SELMA, Ore. Loggers began chopping down trees Monday inside a wildfire-ravaged old-growth forest after authorities hauled away environmentalists trying to block the logging from taking place.
Loggers toting chainsaws, axes and fuel cans hiked past the protest site on the Siskiyou National Forest and a short while later the roar of chainsaws and trees crashing to earth could be heard. Authorities arrested 10 people and towed away a disabled pickup draped with an Earth First banner.
The battle has become the focus of a national debate between conservationists and the Bush administration over how to treat the millions of acres of national forest that burn every year in wildfires and whether to log any of the remaining old growth in national forests.
Old-growth forest reserves were designated primarily for fish and wildlife habitat under a 1994 forest plan. That act was created to balance logging against habitat for salmon and the northern spotted owl.

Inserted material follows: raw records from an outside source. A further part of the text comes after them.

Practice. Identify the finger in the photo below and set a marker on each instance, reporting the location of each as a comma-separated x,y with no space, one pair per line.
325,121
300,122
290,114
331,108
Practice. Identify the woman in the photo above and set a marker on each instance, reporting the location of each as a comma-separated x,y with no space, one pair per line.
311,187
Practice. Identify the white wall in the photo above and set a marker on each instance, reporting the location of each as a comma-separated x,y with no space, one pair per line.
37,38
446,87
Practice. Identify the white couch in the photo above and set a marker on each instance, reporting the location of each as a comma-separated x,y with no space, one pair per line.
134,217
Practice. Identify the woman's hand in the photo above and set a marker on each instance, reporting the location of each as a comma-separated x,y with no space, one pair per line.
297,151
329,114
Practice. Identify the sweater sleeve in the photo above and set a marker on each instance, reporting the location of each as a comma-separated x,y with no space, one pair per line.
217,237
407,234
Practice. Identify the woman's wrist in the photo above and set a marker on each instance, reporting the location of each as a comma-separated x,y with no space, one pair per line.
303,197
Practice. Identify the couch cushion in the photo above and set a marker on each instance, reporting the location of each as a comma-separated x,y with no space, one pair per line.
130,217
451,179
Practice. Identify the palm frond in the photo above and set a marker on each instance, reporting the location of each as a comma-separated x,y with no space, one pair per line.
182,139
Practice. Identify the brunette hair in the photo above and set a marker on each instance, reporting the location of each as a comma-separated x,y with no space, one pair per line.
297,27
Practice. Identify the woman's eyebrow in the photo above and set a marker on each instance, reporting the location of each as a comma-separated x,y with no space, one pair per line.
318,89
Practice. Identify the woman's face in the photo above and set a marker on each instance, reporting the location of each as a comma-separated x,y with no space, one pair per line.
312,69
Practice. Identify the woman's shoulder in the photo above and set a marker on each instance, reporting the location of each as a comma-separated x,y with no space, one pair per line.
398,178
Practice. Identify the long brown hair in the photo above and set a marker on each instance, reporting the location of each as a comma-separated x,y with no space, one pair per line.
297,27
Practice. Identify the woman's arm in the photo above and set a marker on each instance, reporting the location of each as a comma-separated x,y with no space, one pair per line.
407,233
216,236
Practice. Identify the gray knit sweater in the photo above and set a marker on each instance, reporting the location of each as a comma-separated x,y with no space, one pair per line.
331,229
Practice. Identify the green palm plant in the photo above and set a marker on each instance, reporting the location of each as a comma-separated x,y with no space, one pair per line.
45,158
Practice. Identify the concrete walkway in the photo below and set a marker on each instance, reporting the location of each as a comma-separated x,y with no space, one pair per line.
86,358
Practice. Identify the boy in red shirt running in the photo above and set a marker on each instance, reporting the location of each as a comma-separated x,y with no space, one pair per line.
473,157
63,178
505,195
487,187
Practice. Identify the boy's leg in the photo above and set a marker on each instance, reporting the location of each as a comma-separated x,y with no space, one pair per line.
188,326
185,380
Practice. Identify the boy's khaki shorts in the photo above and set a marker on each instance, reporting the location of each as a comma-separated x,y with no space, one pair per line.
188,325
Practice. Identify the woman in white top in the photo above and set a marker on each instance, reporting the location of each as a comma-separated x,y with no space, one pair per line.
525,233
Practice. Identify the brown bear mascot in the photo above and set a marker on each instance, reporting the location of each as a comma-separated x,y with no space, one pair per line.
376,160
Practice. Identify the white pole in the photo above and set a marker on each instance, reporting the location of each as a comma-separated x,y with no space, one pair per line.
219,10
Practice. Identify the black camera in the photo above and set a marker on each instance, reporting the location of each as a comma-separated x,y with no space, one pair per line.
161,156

About 50 protesters assembled at the forest before dawn in an attempt to stall logging that had been made possible by the expiration of an injunction.
"We have no laws in our forest so we will be the law," said Joan Norman, 72, of Selma, before Forest Service law enforcement officers picked her up in her metal lawn chair blocking a logging road bridge.
John West, president of Silver Creek Logging Co., said the protesters had a right to their say, but a federal court injunction that held up the logging for months has expired, and work has to proceed quickly to avoid further loss of the fire-killed timber to insects and rot.
"The people of this country have given the Forest Service the responsibility for taking care of this land," West said. "The Forest Service is trying to do that."
Monday's logging occurred at the site of a wildfire that charred 500,000 acres and was the largest in the nation in 2002.
The Forest Service and timber industry contend that by cutting trees on a small fraction of the forest burned by the fire, they can finance work to speed the growth of a new forest while providing much-needed timber for local mills.
Environmentalists counter that the logging promotes erosion that clogs salmon streams and removes the large trees that are the building blocks for natural regeneration of a forest.